Pentaho+ documentation has moved!

The new product documentation portal is here. Check it out now at docs.hitachivantara.com

 

Hitachi Vantara Lumada and Pentaho Documentation

Bulk load into Databricks

 

You can use the Bulk load into Databricks entry to load large amounts of data from files in your cloud accounts into Databricks tables. The entry uses the Databricks COPY INTO command to load the data.

NoteTo create a data connection to Databricks, you must use a JDBC driver with a Generic database connection type.

General

 

Enter the following information in the job entry name field:

  • Step name: Specifies the unique name of the Bulk load into Databricks job entry on the canvas. You can customize the name or leave it as the default.

Options

 

The Bulk load into Databricks entry requires you to specify options and parameters in the Input and Output tabs. Each tab is described below.

Input tab

 

Use this tab to configure information about the file to copy into the output table. The input file must exist in either a Databricks external location or a managed volume.

PDI Bulk load Databricks Input tab
Field Description
Source Specify the path to the input file. This must be the path to a file in a Databricks external location or managed volume.
What file type is your source?

Specify the format of the source file. The supported formats are:

  • AVRO
  • BINARYFILE
  • CSV
  • JSON
  • ORC
  • PARQUET
  • TEXT
Force Set to false to skip files that have already been copied into the target table (Default). When set to true, files are copied again, even if they have already been copied into the table .
Merge schema

Set to false to fail if the schema of the target table does not match the schema of the incoming files (Default). When set to true, new columns are added to the target table for each column in the source file that does not exist in the target table.

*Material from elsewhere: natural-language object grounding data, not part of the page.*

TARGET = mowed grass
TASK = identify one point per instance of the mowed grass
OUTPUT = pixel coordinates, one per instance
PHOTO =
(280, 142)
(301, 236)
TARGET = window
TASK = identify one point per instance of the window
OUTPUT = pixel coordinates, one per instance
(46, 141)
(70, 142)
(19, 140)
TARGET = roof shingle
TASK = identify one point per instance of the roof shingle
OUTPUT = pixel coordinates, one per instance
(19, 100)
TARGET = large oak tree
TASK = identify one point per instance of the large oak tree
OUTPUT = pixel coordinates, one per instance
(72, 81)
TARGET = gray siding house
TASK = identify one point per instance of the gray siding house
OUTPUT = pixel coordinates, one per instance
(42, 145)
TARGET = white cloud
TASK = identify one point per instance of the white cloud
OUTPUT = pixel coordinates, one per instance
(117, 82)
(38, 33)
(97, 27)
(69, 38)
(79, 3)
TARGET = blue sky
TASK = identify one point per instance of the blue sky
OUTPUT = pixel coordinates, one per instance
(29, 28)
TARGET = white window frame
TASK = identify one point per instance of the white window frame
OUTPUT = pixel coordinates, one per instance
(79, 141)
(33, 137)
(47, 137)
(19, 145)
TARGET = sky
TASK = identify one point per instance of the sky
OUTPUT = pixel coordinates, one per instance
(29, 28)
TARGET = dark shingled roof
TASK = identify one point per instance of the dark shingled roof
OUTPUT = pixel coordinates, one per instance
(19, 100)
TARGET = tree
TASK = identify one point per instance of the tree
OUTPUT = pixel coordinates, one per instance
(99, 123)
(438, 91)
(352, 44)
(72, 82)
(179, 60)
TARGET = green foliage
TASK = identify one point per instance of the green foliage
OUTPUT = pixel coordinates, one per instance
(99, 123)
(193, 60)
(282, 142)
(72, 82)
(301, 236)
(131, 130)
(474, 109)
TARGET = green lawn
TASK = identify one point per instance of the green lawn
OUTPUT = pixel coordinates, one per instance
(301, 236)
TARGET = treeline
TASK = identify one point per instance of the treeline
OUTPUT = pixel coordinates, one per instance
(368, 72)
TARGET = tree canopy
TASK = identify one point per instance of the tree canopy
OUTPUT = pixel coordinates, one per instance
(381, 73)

Note that the target column types must match the source column types even when Merge schema is selected

Format Options

Each file format has a number of options that are specific to that format. Use this table to specify the appropriate options for your file format. See Databricks Format options.

NoteThis entry does not validate that the options entered are appropriate for the file format selected.

Output tab

 

Use this tab to configure the target table in Databricks. Once a connection is selected for the entry to use, the Catalog field is populated with the available catalogs from that Databricks connection. Once you select a catalog, the Schema field is populated, then when you select a Schema, the tables are populated.

PDI Bulk load Databricks Output tab
Field Description
Database connection

Specify the database connection to the Databricks account. Click Edit to revise an existing connection; click New to add a new connection.

Note You must select Generic database as the Connection type to create a connection. Examples of a Custom connection URL are
jdbc:databricks://<server hostname>:443;HttpPath=<HTTP path>;PWD=<Personal Access Token> and jdbc:databricks://<serverhostname>:443;HttpPath=<HTTP path>. The Custom driver class name is com.databricks.client.jdbc.Driver.
Catalog Specify a catalog from the list of available catalogs in your Databricks connection.
Schema Specify the schema of the target table.
Table name Specify the name of the target table.